Wahl in den Niederlanden:"Die Populisten sagen nur zu allem Nein"

Wahlen in den Niederlanden

Wahl in den Niederlanden: Eine Frau schiebt vor dem Wahllokal in einer Mühle in Oisterwijk ihr Fahrrad, nachdem sie hier ihre Stimme abgegeben hat.

(Foto: dpa)

EU-Skepsis, Angst vor Flüchtlingen, soziale Probleme machen Geert Wilders stark - und sind die Themen des niederländischen Wahlkampfs. Doch im Schatten der großen Debatten arbeiten immer mehr Niederländer an neuen Formen der Demokratie.

Von Pieter Couwenbergh

Auf den ersten Blick sieht es so aus, als würden die Niederländer nur ungern politische Experimente wagen: Zu den Top 4 in den jüngsten Umfragen zu den Wahlen am heutigen Mittwoch gehören mit den Rechtsliberalen, den Christdemokraten und der linksliberalen D66 drei traditionelle, alte Parteien. Relativ neu ist nur die PVV des Rechtspopulisten Geert Wilders, die den zweiten Platz belegt.

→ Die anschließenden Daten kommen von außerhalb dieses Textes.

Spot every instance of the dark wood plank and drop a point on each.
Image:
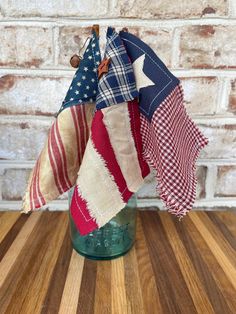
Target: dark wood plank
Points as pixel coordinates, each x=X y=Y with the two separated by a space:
x=215 y=295
x=35 y=263
x=151 y=297
x=87 y=288
x=11 y=235
x=169 y=279
x=223 y=284
x=103 y=288
x=223 y=228
x=52 y=300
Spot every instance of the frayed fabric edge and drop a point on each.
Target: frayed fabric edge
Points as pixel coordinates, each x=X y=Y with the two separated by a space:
x=172 y=206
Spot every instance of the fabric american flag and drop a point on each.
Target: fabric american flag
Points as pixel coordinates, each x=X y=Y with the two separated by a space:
x=57 y=166
x=171 y=140
x=113 y=167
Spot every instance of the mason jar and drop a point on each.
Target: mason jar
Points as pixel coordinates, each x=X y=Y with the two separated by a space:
x=112 y=240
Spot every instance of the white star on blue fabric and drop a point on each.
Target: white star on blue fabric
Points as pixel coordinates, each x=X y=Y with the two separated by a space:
x=141 y=78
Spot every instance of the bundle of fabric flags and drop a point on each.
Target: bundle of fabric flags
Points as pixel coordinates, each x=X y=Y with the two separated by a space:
x=123 y=114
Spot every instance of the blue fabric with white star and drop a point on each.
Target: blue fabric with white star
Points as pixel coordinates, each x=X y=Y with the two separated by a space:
x=150 y=97
x=118 y=85
x=84 y=85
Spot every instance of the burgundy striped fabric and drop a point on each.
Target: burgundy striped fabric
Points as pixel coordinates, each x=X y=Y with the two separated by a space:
x=56 y=169
x=102 y=188
x=172 y=143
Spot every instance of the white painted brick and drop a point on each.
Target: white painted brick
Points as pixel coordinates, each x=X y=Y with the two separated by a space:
x=171 y=9
x=208 y=46
x=22 y=139
x=25 y=46
x=91 y=8
x=200 y=94
x=32 y=95
x=226 y=179
x=222 y=142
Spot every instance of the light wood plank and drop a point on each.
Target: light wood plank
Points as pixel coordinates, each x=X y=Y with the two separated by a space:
x=220 y=256
x=13 y=252
x=195 y=286
x=151 y=298
x=70 y=296
x=118 y=293
x=7 y=220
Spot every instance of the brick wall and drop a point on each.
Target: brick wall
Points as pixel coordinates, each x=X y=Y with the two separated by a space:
x=195 y=39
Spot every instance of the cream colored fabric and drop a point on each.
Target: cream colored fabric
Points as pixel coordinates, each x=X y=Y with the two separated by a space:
x=93 y=174
x=116 y=120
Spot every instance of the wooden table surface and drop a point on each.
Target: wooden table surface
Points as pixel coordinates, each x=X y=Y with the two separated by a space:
x=186 y=266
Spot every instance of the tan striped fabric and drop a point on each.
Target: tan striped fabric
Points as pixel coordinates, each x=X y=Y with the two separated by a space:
x=56 y=169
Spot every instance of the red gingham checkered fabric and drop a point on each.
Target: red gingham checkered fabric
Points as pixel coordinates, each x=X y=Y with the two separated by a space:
x=172 y=143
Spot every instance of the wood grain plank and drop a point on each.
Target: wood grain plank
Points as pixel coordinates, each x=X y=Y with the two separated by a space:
x=55 y=288
x=16 y=247
x=103 y=288
x=170 y=282
x=219 y=237
x=151 y=298
x=16 y=259
x=220 y=225
x=11 y=234
x=192 y=280
x=204 y=273
x=132 y=283
x=87 y=288
x=118 y=293
x=70 y=296
x=33 y=284
x=213 y=269
x=219 y=254
x=228 y=218
x=7 y=220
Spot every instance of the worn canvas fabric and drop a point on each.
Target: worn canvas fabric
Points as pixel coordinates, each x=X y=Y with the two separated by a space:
x=113 y=167
x=56 y=169
x=171 y=140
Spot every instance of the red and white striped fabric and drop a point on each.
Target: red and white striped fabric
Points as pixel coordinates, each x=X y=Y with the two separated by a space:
x=112 y=169
x=172 y=143
x=56 y=169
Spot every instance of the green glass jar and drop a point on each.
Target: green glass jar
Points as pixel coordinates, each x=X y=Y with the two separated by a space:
x=112 y=240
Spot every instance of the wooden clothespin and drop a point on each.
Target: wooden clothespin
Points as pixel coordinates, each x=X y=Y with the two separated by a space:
x=95 y=28
x=103 y=67
x=75 y=59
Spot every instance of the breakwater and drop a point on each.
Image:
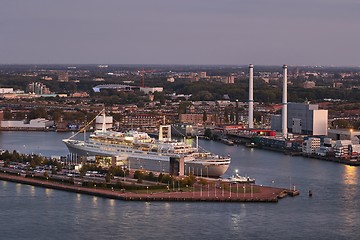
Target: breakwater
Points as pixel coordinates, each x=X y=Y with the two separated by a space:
x=260 y=193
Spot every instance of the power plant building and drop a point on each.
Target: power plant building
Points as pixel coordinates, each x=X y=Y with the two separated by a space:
x=303 y=118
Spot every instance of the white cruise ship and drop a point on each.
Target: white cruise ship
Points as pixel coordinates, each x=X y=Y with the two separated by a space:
x=140 y=151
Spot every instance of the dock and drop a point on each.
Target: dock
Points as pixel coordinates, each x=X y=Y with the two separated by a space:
x=237 y=193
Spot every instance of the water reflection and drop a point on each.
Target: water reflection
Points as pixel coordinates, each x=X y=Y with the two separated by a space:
x=18 y=189
x=48 y=192
x=32 y=191
x=95 y=201
x=350 y=175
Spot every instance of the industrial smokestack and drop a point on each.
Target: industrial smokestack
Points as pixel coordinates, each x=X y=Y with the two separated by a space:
x=251 y=96
x=284 y=104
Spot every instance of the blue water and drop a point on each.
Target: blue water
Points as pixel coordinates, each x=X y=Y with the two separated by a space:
x=332 y=213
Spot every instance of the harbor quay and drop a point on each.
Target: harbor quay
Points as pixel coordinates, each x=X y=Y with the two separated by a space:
x=204 y=193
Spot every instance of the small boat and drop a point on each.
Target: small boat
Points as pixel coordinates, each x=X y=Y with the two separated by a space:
x=227 y=141
x=240 y=179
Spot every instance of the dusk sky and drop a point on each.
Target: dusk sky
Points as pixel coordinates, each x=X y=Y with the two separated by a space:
x=262 y=32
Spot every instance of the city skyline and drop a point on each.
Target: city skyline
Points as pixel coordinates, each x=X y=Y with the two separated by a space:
x=198 y=32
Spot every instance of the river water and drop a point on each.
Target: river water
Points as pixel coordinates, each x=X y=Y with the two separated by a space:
x=333 y=212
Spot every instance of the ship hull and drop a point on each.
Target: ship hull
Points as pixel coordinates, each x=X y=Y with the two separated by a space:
x=152 y=161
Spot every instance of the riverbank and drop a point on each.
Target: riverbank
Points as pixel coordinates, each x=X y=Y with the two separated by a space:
x=236 y=192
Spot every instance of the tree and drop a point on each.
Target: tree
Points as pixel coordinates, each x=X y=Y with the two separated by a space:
x=204 y=117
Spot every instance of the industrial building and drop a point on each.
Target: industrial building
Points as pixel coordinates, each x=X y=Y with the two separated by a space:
x=303 y=118
x=343 y=134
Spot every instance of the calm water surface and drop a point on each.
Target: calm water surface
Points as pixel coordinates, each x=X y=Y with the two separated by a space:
x=333 y=212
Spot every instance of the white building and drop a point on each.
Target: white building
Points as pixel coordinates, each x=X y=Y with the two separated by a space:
x=6 y=90
x=100 y=120
x=148 y=90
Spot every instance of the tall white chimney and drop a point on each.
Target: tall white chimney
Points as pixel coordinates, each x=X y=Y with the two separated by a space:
x=284 y=104
x=251 y=96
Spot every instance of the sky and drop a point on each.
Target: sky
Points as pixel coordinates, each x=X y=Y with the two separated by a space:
x=200 y=32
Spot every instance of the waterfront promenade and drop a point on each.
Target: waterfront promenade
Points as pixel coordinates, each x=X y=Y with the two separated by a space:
x=238 y=192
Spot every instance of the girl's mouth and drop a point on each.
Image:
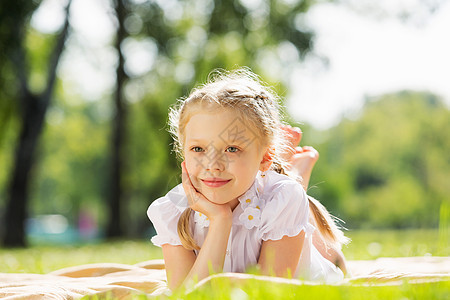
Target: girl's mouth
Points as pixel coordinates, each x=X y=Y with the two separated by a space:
x=215 y=182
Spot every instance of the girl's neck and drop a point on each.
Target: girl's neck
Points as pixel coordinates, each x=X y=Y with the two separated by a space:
x=233 y=203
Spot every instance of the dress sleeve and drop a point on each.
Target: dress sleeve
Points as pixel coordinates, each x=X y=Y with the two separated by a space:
x=286 y=213
x=164 y=215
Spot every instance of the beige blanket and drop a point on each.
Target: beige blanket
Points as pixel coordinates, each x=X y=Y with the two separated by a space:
x=123 y=281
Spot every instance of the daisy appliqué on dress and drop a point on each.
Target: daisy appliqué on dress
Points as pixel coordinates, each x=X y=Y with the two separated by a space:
x=251 y=204
x=201 y=219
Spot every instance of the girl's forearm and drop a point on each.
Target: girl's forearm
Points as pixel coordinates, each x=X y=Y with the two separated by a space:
x=211 y=256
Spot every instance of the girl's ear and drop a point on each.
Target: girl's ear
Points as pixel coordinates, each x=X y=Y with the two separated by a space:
x=267 y=160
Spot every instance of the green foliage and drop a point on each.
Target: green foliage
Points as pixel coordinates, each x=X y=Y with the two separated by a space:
x=388 y=166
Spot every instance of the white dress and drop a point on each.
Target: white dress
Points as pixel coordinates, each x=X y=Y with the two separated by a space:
x=273 y=207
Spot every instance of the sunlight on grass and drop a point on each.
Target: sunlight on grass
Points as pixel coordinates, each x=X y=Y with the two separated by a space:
x=364 y=245
x=394 y=243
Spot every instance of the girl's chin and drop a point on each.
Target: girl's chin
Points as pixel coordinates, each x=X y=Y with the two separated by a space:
x=216 y=199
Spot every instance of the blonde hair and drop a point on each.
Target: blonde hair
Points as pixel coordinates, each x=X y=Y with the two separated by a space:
x=243 y=91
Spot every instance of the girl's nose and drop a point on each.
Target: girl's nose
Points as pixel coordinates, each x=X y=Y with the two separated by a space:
x=216 y=162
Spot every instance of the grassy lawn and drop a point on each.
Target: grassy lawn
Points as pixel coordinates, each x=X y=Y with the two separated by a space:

Doch der erste Schein trügt. Auch wenn die Wähler den Umfragen zufolge offenbar mehrheitlich auf vertraute Volksvertreter setzen - in der niederländischen Gesellschaft tut sich was.

Das belegt zum einen schon die Vielzahl von Klein- und Kleinstparteien, die zur Wahl antreten. Viele widmen sich ganz bestimmten Themen und sie haben aufgrund der niedrigen Sperrklausel gute Aussichten, Vertreter ins Parlament zu schicken. Sage und schreibe 28 Parteien treten landesweit zur Wahl an - von den orthodox-calvinistischen Parteien SGP und CU über die Partei für die Menschen über 50 (50Plus) bis zur Partei für die Tiere. Selbst für die Niederländer, die an eine bunte Parteienlandschaft gewöhnt sind, ist das eine ungewohnt große Auswahl.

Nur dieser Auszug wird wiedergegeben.